休み時間のうちに着替えておかなきゃいけない。

結局花の名前はわからないまま、僕は図書室を出て教室に戻った。
だけど体育の間中、彼女の笑顔が瞼の裏から離れなかった。







次の日も、僕と葵さんは図書室の一番奥で会った。
ただいつもと違うのは、二人とも無言ということだ。

昨日の告白もどきが気まずくて僕からは話しかけず、普段なら声をかけてくる葵さんもだんまり。
お互いが本のページを進める音だけが静かに空気に溶けていく。


「………………cry for the moon」


そんな中、思い出したように葵さんが呟いたのだ。
『cry for the moon』。
聞いたことがあるような、ないような。

もやもやとした記憶の断片を探っていると、ぽつりと正解が隣から呟かれる。


「『lonely person』の副題よ」


ああ確かに、と納得する前に、彼女がまた口を開いた。
初めて会った時と同じような、淡々とした喋り方。浮かんだ違和感、なんだろうこの感じは。


「月島君、あなたなら何て訳す?」

「……手の届かないものを欲しがる、ですかね」


月が欲しいと泣いたって、それは無駄なこと。
だって、月は誰の物でもないんだから。

抑揚の無い声で紡がれる言葉は、何かを諦めているような節があった。


「……ないものねだりなのよ、ほんと」


囁くように落とされたその言葉は、涙で震えているような気がした。


ごめんね月島君、貴方の事は好きよ。
でもね、私貴方と付き合う価値なんてないの。


葵さんはそう言って、どうしようもないくらいに儚く微笑む。
もう、僕にはなにも言えなかった。

彼女の秘密をうっすらと気づき始めていた僕は、かけるべき言葉を見つけることができなかった。








「河野葵?知らねーなあ。龍知ってるか?」

「いんや、俺も知らねえ。そいつ本当に2年なのかよ月島」

「……あー、イエもう大丈夫です。その、名前の聞き間違いだったっぽいんで」


わかってはいたけれど、2年生の先輩は誰一人葵さんの事を知らなかった。



それから、葵さんはあの場所には来なくなった。
彼女の借りた本のカードを見てみると、そこには学年と組と名前と、それから貸し出しの年と日付と曜日まで細かく記されている。

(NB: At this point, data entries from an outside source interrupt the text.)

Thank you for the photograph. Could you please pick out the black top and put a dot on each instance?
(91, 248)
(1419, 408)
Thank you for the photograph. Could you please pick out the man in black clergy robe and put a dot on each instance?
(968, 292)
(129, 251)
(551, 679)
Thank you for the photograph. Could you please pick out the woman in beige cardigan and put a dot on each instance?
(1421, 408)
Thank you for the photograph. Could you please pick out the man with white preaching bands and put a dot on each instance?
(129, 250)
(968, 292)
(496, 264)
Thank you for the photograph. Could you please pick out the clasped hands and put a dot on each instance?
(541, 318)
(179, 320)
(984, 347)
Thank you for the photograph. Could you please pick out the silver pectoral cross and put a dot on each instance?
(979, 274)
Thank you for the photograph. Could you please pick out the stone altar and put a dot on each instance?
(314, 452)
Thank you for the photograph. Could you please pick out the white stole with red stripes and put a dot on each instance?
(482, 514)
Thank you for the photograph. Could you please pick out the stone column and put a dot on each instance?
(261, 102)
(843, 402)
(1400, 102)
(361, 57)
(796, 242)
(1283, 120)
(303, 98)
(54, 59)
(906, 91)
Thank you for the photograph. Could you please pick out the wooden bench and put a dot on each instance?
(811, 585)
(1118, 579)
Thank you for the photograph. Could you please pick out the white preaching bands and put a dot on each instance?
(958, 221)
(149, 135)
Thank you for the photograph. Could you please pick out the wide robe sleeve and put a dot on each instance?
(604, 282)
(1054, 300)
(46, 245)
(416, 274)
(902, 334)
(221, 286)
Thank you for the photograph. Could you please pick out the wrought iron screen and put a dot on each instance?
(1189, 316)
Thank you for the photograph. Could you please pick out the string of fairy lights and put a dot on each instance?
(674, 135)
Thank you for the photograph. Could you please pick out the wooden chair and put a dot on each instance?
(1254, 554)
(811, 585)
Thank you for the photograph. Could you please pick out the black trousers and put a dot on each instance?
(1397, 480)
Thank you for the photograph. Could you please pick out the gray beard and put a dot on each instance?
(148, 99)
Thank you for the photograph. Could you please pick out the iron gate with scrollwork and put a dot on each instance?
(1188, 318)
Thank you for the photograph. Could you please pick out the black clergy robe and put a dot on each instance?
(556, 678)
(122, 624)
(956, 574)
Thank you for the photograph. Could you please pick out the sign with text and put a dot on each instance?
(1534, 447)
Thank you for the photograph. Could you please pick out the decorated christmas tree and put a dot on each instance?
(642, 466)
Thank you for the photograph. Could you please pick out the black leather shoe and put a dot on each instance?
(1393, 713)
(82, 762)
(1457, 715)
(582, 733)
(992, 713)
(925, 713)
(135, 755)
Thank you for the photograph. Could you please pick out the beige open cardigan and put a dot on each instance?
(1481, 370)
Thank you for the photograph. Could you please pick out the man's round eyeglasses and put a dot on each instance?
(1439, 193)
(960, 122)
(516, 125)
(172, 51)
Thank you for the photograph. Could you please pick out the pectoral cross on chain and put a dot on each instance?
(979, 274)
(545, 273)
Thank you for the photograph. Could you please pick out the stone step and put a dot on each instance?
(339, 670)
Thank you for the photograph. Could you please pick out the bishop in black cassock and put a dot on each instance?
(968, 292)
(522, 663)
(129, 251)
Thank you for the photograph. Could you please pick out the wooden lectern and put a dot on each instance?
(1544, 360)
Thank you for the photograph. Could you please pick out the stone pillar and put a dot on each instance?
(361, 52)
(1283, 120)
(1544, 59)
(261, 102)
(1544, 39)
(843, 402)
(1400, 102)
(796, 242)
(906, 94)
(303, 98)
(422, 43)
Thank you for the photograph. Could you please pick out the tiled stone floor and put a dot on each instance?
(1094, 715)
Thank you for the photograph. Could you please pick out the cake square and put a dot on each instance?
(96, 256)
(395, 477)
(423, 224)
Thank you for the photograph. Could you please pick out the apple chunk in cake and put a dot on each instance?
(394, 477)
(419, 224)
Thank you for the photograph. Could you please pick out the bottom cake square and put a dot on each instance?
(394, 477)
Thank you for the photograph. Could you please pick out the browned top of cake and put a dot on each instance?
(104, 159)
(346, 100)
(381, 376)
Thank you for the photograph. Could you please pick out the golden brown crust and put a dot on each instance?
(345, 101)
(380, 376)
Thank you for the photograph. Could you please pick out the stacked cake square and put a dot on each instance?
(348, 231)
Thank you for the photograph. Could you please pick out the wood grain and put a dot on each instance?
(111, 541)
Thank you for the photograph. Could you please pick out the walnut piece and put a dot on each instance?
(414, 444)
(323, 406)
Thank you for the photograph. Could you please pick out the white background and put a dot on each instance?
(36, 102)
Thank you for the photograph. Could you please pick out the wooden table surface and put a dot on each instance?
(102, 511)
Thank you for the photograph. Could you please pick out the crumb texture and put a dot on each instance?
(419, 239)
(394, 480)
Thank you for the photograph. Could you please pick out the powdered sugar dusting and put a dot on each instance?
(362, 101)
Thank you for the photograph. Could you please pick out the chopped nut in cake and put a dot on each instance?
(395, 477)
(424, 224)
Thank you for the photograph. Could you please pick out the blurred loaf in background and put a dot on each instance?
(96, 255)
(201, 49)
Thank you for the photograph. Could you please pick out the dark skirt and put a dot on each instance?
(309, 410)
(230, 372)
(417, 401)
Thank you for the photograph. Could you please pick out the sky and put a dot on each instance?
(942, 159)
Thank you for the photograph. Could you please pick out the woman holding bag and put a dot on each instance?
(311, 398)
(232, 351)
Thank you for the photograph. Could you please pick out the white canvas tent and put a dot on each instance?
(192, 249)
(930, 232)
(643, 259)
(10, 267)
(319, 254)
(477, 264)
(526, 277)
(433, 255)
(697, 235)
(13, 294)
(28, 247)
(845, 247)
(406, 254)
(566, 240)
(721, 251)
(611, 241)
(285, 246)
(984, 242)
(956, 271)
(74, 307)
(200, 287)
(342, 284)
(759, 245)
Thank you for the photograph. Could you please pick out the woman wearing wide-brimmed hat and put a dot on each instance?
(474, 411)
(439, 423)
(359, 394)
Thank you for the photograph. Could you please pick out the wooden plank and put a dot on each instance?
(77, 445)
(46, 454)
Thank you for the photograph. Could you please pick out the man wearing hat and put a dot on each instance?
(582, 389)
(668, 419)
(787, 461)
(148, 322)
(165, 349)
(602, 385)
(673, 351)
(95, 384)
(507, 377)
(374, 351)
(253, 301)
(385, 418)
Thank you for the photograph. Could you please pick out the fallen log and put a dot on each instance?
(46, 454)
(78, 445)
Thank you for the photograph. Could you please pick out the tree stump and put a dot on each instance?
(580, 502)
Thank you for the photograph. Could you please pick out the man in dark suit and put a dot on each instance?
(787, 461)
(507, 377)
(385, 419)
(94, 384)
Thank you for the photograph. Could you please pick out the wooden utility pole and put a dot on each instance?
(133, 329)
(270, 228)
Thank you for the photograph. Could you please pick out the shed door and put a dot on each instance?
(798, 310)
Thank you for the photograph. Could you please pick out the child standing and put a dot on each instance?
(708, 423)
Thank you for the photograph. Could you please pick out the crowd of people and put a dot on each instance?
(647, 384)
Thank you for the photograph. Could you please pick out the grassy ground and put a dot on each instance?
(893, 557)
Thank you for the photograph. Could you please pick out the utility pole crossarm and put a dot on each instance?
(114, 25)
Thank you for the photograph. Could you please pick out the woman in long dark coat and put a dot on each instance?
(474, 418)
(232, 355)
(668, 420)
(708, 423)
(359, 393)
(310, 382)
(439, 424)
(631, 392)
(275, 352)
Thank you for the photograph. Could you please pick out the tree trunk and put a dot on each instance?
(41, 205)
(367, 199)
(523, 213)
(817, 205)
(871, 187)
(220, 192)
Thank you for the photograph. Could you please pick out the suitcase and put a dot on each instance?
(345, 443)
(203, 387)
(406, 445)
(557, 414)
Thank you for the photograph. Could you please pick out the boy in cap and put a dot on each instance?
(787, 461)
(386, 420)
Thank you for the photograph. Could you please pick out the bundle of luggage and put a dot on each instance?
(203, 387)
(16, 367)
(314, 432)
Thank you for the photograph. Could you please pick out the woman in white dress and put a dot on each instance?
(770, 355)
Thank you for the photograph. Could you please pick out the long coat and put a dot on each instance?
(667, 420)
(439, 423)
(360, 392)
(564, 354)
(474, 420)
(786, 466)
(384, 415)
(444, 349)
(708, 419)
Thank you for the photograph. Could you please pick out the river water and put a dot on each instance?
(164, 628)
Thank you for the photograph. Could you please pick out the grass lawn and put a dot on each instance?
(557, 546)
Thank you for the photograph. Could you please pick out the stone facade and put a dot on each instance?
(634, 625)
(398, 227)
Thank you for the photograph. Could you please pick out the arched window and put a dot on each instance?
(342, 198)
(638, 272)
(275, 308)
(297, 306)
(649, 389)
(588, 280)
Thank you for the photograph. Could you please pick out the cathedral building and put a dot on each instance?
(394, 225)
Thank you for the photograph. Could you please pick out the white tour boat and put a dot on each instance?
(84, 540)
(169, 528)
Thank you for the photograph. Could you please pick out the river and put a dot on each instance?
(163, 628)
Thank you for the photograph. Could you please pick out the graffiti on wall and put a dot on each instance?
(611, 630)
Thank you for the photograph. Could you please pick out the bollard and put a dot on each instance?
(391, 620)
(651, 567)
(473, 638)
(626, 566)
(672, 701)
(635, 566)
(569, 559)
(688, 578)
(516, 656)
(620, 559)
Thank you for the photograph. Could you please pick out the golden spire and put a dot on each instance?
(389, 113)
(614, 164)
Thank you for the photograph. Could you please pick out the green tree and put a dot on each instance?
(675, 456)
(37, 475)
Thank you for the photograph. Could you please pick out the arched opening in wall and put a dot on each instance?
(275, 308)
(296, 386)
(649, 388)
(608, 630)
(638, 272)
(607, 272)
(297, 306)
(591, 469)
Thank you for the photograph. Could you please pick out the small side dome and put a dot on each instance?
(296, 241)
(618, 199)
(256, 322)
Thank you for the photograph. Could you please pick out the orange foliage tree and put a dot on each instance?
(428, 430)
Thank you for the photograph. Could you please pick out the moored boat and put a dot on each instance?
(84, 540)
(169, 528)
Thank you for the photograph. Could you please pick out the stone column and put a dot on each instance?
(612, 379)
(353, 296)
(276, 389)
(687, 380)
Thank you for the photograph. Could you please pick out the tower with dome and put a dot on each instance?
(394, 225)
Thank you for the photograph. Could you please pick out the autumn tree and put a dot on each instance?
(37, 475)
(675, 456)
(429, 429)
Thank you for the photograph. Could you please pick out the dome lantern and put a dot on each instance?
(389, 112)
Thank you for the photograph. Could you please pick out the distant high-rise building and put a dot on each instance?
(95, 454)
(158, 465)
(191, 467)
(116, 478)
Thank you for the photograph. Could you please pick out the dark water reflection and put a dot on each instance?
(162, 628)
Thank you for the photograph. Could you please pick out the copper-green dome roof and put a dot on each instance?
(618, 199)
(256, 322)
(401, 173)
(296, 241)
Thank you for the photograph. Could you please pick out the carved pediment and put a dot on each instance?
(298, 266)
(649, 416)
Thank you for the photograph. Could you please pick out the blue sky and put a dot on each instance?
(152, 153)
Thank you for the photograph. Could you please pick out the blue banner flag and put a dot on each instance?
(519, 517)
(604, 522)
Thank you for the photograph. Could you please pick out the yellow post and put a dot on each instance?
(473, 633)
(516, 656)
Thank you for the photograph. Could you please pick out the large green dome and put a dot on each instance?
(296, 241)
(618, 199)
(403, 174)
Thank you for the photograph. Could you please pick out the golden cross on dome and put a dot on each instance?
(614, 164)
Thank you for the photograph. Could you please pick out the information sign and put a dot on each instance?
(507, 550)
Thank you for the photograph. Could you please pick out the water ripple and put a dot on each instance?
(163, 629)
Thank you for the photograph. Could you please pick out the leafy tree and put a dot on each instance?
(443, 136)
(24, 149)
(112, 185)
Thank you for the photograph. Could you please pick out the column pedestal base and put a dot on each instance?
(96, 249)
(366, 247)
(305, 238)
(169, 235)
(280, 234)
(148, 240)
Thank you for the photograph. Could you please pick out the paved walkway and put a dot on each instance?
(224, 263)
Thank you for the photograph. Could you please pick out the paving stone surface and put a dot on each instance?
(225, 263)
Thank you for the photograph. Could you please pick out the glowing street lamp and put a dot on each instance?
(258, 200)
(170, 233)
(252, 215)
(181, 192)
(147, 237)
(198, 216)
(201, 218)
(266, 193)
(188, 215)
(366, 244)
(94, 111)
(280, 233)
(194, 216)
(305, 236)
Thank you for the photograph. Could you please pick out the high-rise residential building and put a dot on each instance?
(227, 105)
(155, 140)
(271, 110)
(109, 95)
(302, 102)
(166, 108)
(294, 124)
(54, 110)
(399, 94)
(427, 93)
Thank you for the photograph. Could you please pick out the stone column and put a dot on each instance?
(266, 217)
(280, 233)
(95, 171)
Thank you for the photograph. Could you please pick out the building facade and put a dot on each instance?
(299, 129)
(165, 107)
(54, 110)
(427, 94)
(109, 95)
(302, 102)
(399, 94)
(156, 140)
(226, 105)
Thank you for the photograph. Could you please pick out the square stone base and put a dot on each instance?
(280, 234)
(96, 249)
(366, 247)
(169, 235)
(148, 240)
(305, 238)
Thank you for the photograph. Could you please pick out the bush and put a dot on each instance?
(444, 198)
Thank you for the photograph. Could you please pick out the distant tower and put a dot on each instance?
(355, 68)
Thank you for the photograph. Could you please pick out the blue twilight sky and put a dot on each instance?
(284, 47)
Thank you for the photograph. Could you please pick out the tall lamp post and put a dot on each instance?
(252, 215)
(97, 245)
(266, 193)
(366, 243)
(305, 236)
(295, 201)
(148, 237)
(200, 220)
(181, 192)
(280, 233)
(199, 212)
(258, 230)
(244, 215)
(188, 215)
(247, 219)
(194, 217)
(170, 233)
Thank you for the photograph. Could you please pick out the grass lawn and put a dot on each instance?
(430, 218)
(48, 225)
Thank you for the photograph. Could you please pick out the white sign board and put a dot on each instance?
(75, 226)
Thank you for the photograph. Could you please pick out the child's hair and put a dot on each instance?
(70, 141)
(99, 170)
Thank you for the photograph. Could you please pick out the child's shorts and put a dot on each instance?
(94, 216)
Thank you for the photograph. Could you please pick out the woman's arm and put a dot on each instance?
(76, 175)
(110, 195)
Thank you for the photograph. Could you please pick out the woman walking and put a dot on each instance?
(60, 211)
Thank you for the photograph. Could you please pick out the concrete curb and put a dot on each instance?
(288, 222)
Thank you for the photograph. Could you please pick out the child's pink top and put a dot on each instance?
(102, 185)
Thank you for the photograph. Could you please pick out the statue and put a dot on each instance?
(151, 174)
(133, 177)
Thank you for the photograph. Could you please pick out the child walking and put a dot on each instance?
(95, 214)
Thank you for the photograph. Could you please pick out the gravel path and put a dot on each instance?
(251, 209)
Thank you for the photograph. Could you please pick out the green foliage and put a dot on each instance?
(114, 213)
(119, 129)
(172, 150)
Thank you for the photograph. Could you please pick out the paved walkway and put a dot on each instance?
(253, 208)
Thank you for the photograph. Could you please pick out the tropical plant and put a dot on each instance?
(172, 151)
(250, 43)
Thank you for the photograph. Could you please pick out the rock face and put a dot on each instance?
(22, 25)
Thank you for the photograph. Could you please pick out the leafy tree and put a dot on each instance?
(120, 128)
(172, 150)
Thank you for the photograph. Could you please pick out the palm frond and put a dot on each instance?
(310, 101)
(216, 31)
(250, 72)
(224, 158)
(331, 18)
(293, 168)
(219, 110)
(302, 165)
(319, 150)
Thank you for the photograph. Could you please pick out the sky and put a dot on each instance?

文字にこびりついた古い埃を丁寧に取ってその年数を確認すれば、今から十数年前のこと。
もう20年近く勤めている司書の先生に河野葵の名前を出すと、先生は驚いたように教えてくれた。

些細なきっかけで始まったいじめを苦に自殺した、とても悲しい少女だったと。



『lonely person』なんて、彼女の事のようだ。

本棚に入れられたその茶色い背表紙を抜き、中をパラパラと見る。
紙の間をすり抜けて何かが落ちる。

拾い上げたそれは、青い小さな花が付いた、彼女が死んでから十数年本に挟まったままだった、栞。

花の名前は知っている。


「……ワスレナグサ、っていうんですよね」


ネットで見た画像とそっくりの花弁、その栞を裏返すと、ボールペンで何やら英語が書いてあった。


「forget-me-not」


―――――私を忘れないで。


僕は栞を本に戻して、それから少し考えて栞を自分のポケットに入れた。


「…ないものねだりは、僕もですね」


もうここにはいない貴女の事を、こんなにも想っているんですから。